Рэй взглянул на него, и Тони понял, что тот утратил уверенность, увидел перемену в Тони.
— Может, мне тогда лучше не уходить.
— В таком случае, может, тебе лучше пойти сесть в машину.
— Не пойду.
— Будешь ждать, пока за тобой придут?
— Спасибо, что напомнил. Наверно, я все-таки уйду.
— Я тебя не пущу.
— Тогда я лучше останусь.
— Давай, уходи, попробуй.
— Пожалуй, не пойду.
— Почему бы не попытаться?
— Думаю, может, безопаснее будет тут посидеть.
— Не думаю, что это так уж безопасно.
— Не думаешь. Может, ты прав.
Рэй встал.
— А может, и пойду. — Он шагнул вперед, глядя на руку Тони с пистолетом, остановился, шагнул назад.
— Лучше не надо.
— Вот и я так думаю.
— Не знаешь, что делать, да?
— Я знаю, что делаю.
— Тогда я в тебя не выстрелил. Стрелял Бобби Андес. Почему ж ты думаешь, что я выстрелю сейчас?
— Так, рисковать не хочется.
— Думаешь, я изменился, да? Думаешь, теперь я в тебя выстрелю?
— Это опасное оружие. Рядом с таким опасным оружием поосторожнее надо.
— Самое для тебя безопасное — пойти со мною в машину.
— Не вижу в этом надобности.
— Ты меня боишься. Ты правда всерьез испуган.
— Не переоценивай себя, слушай.
— Так что же ты тогда не уходишь?
— Наверно, я и уйду.
— Что тебя держит?
Он посмотрел Тони в лицо. Он начал ухмыляться наглой понимающей ухмылкой, которую Тони так хорошо знал.
— Да пожалуй, ничего, — сказал он и снова шагнул вперед.
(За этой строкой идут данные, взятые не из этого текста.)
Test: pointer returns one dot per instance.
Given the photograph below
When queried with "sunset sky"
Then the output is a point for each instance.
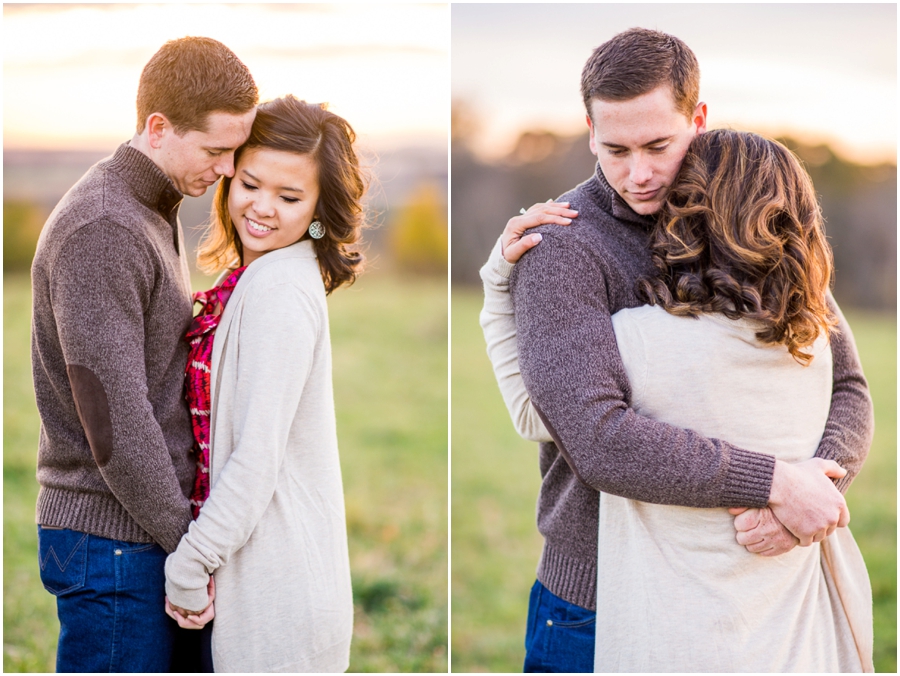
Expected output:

Его путь к двери свободен. Тони почувствовал, как его легкие стынут, он оцепенел, и вся его смелость пропала — крах и унижение на всю оставшуюся жизнь. Пистолет тем временем выстрелил. Он услышал вопль: «Ай! Сукин сын!» — после выстрела, который подбросил пистолет в его руке прямо ему в лоб, стул опрокинулся, и он завалился на спину. Рэй обрушился на него, как целый мир, держа что-то в руке, и времени хватило только опять взвести курок, а потом взорвалось солнце.
8
Солнце взрывается, и книга тоже. Сьюзен Морроу делает последнюю паузу, чтобы оценить. Чтение почти закончено, осталась одна глава. Дороти и Генри наверху — они вернулись с катка, когда Тони оставлял отпечатки своих пальцев на дверной защелке. Она слышала, как они топают на крыльце, громко прощаются сквозь снег, потом отдуваются и хихикают в прихожей. Теперь они разговаривают наверху — Рози с ними, — наверное, все о том же.